Reducing Manual Work by 80%: AI Data Classification in Mining
Originally published on the Tecknoworks website, May 2026.

Client: Top-three global management consultancy providing operational intelligence to mining companies.
Industry: Mining intelligence.
My Role: Led the engagement at Tecknoworks.
Most teams trying production AI focus on the model. That’s the easy part. The hard part is everything around it: the workflow that fits how people actually use the tool, the human review layer that catches what the AI gets wrong, the validation that makes the output trustworthy enough to ship.
This shows up clearly in AI data classification. The model handles one language fine and chokes on the next. Accuracy looks great on a clean test set and collapses on real spreadsheets where the same equipment failure shows up under five different names. Domain experts won’t trust the output, so they re-check every row — and the automation saves no time at all. The model isn’t where these projects fail. They fail in everything around it: language handling, taxonomy enforcement, review workflows, and the architecture that decides when rules should override predictions.
The problem: the work that has to happen before the work
Volatile commodity prices and shifting market valuations are pushing mine operators to cut costs and squeeze more from existing operations. Our client built a platform for exactly that — analyzing labor, cost, and equipment-productivity data, benchmarking it against a global peer set, and surfacing where the real improvement opportunities are.
The issue was what had to happen before any of that analysis could begin.
Every mining company records things differently. A truck breakdown might show up as “Mech Engine” in one file and “Avería mecánica del motor” in another. Different formats, different languages, different terminology. Before any real analysis could start, a consultant had to open each spreadsheet and classify every row into a standard taxonomy. Thousands of rows. By hand.
This happened on every engagement. Consultants were spending days on classification before they could get to the analytical work their clients were actually paying for.
The bar wasn’t accuracy — it was trust
The client wanted to automate classification. But accuracy matters when the output feeds directly into client-facing analysis. A model that gets it right 60% of the time creates more cleanup work than it saves.
They needed a production platform: an AI that classifies across languages, a human review layer so domain experts stay in control, and an interface that fits into how consultants actually work. Upload, map, classify, review, export. No room for missed steps or inconsistent process.
What we built
Together with the client, we built an 8-step guided workflow that takes raw mine-site spreadsheets and produces analysis-ready datasets. Upload a file, map the relevant columns, and the AI classifies everything in minutes — reducing manual classification work by roughly 80%.

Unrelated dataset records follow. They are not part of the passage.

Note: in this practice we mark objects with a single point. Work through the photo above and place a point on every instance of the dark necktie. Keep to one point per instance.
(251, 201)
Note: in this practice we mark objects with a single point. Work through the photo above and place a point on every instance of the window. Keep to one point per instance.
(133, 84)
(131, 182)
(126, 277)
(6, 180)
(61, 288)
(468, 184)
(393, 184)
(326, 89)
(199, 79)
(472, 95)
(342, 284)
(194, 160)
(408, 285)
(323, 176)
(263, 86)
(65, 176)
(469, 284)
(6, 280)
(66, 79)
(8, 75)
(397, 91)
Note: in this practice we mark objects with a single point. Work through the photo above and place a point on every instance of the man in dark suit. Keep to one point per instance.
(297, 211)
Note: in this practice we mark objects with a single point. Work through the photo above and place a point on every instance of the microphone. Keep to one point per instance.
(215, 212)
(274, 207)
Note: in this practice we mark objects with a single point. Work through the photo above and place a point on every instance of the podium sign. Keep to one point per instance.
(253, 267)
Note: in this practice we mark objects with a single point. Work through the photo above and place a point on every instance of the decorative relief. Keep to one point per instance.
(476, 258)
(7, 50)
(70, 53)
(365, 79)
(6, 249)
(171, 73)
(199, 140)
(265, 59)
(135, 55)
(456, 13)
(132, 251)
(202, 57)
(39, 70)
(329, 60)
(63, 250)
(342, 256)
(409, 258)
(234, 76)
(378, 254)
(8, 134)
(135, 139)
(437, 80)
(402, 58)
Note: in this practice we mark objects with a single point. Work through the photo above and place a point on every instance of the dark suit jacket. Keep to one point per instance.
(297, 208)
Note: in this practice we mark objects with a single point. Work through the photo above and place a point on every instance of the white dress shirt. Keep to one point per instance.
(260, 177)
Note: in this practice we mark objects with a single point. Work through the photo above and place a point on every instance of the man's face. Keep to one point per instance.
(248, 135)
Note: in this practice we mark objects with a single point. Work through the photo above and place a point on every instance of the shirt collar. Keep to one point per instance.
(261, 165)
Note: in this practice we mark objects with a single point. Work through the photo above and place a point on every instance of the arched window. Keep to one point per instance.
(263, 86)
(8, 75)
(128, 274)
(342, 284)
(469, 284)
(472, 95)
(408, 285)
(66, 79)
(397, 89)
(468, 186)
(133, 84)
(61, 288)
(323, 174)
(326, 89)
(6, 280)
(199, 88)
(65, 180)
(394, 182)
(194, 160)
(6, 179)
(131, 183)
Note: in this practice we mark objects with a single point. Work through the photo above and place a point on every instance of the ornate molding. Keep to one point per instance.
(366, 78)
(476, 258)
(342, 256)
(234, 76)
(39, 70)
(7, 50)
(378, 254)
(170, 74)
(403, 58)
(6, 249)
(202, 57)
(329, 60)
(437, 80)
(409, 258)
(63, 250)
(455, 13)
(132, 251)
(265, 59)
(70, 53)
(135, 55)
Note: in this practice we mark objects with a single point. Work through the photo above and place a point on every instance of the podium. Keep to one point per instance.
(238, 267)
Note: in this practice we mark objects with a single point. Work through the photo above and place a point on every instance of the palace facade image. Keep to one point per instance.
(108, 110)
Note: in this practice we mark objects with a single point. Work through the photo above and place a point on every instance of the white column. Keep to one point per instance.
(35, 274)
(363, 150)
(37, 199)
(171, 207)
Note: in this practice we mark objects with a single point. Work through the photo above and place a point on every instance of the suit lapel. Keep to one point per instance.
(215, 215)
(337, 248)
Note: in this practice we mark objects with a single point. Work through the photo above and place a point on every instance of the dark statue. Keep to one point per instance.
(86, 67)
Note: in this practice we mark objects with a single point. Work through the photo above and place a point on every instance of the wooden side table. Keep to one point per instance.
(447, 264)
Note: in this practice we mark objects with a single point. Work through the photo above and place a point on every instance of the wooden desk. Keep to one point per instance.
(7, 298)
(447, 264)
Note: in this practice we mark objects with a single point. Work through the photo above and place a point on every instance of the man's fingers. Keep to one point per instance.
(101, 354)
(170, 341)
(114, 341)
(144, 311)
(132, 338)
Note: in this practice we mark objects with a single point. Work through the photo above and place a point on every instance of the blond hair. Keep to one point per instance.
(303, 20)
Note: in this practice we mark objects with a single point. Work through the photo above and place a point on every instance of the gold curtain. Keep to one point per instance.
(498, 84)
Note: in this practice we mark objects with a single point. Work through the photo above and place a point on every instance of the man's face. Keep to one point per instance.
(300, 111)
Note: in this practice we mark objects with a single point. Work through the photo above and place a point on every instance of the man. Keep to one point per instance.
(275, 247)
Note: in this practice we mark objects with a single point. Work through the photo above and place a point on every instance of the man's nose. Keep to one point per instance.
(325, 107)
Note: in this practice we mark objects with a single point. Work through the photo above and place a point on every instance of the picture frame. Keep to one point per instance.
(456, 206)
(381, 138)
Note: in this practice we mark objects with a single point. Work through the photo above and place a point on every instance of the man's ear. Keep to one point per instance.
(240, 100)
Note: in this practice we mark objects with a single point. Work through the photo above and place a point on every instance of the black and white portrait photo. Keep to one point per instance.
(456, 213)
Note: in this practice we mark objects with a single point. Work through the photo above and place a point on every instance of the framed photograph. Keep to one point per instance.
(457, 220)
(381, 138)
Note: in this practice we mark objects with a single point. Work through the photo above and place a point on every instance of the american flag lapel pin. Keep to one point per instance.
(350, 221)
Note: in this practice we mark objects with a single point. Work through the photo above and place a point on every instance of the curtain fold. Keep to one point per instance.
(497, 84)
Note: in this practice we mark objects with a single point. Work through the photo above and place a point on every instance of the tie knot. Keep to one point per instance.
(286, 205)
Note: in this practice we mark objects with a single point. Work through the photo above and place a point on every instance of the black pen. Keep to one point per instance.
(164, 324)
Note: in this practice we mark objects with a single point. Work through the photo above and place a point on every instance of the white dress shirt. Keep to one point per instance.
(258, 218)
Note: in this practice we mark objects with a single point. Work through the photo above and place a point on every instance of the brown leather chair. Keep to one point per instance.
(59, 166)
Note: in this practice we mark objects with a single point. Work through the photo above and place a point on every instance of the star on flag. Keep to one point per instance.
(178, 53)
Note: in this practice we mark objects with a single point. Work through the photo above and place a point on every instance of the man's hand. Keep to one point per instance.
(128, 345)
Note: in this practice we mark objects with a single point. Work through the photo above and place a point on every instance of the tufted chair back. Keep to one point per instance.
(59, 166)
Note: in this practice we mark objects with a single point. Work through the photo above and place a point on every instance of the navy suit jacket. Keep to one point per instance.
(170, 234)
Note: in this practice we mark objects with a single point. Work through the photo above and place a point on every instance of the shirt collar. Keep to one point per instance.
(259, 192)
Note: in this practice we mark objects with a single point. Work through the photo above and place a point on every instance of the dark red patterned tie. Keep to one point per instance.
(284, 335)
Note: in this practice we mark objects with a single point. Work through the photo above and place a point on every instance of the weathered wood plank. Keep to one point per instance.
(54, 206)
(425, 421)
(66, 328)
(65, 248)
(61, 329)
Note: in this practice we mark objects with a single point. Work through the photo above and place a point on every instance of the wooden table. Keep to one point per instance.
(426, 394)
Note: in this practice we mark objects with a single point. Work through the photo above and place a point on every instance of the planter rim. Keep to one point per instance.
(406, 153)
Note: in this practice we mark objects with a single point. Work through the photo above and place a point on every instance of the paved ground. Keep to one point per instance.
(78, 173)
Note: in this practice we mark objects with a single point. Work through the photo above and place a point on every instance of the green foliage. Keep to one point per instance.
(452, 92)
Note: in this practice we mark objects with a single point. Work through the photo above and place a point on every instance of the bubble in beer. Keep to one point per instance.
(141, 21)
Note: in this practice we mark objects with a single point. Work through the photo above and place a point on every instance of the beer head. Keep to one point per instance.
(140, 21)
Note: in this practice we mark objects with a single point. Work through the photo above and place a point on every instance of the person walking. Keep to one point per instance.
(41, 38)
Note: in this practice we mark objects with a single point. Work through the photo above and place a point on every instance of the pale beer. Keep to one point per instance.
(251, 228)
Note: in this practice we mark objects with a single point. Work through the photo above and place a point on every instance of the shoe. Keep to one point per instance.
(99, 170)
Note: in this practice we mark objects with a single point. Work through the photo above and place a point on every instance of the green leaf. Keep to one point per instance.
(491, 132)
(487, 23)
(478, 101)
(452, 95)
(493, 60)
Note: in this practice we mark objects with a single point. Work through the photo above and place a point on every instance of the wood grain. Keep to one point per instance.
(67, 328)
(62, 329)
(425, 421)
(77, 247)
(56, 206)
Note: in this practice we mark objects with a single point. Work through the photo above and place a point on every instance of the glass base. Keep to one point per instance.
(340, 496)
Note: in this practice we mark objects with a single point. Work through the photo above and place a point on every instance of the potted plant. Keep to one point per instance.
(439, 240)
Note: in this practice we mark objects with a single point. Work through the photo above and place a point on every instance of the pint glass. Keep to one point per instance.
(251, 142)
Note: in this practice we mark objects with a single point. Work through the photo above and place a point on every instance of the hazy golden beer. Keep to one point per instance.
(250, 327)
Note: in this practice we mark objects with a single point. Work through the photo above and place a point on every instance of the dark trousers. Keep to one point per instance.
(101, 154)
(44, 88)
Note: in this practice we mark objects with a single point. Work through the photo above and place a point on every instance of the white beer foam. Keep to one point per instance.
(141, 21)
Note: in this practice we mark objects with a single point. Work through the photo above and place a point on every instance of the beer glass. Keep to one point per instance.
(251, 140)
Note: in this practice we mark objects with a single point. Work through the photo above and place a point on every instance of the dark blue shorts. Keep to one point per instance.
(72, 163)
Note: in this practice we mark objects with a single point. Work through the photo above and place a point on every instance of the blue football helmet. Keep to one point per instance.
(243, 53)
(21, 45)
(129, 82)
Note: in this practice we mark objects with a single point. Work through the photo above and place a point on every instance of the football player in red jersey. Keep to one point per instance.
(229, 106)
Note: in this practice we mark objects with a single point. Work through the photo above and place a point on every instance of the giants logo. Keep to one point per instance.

The taxonomy covers real operational depth: 129 cost categories, 33 labor roles, and ~160 equipment delay types across four equipment classes. The platform handles data in any language, translating before classification and preserving original values for export.
Every AI classification goes through human-in-the-loop review. Consultants see each suggestion, accept or override it, and export a clean dataset. Nothing is finalized without a human decision.
On top of that we built an analytics engine. From classified equipment data, the system generates 13 pre-formatted analysis tables (OEE breakdowns, maintenance reliability, utilization summaries, benchmark comparisons) packaged as a single download.
The accuracy story is worth telling. Equipment-delay classification started at 56% and was improved to 94% at the category level through prompt engineering, targeted examples, and a hybrid architecture: AI handles granular prediction while a rules engine enforces category-level consistency. During evaluation, the team found 79 cases where the AI was right and the human-labeled training data was wrong.
Results
- 80% reduction in manual classification work.
- 94% classification accuracy at category level (up from a 56% baseline).
- Days → minutes per spreadsheet.
- 3 active classification domains live in production, with a fourth in development.
- 180× fewer AI API calls via smart deduplication.
- 277 automated tests covering the full pipeline.
Classification that used to take days now takes minutes. Consultants moved from data entry to quality review. Results are consistent across engagements regardless of source language or site format.
A small team of three engineers built the entire production-grade platform from scratch over 9.5 months: AI classification engine, full-stack web application, cloud infrastructure as code, and a rigorous evaluation framework. The platform runs on a .NET 9 backend on Azure and handles files up to 500 MB.
The pattern beyond mining
AI data classification isn’t a mining problem — it’s a production AI problem.
Every organization that collects operational data across multiple sites or regions faces some version of this. Inconsistent formats, different languages, manual standardization that eats time and introduces errors. The bottleneck is always the same: getting from raw data to something you can actually analyze.
The AI classification model was one piece. The production platform around it — the workflow, the validation, the human review, the multilingual support, the analytics engine — is what made it usable at scale.
The AI was the easy part. The trust layer around it is what made the math work.